A standout feature of these models is their capacity for zero-shot learning, indicating that the models can comprehend and perform tasks without any explicit examples of the required behavior. This discussion will delve into the notion of zero-shot prompting and will include unique instances to demonstrate its potential. Let’s say a large corporate bank wants to build its own applications using gen AI to improve the productivity of relationship managers (RMs).

For specific user input, the models work by predicting the best output that they determine from past training. More Relevant Results – By fine-tuning prompts, you can guide the AI to understand the context better and produce more accurate and relevant responses. Different AI models have different requirements, and by writing good prompts, you can get the best of each model. While the term prompt engineering may seem complex all on its own, it’s actually quite straightforward to understand. The vast majority of people do not necessarily know how to frame a Google search to solve a problem or answer a query. Those that do, meanwhile, often get rewarded handsomely, especially in jobs that require quick decision-making and problem-solving.

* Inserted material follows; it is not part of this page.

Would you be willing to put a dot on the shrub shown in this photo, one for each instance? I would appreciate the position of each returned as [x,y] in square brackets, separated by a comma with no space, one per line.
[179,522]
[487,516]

  • As AI integrates deeper into our daily lives, the importance of Prompt Engineering in mediating our engagement with technology is undeniable.
  • Experiment with different prompts to see what works best for different applications.
  • Chain of Thought (CoT) prompting encourages the LLM to explain its reasoning.
  • Prompt engineers bridge the gap between your end users and the large language model.
  • By offering examples and tweaking the model’s parameters, fine-tuning allows the model to yield more precise and contextually appropriate responses for specific tasks.
  • Today, Prompt Engineering stands at the forefront of AI development, crucially adapting as new challenges arise.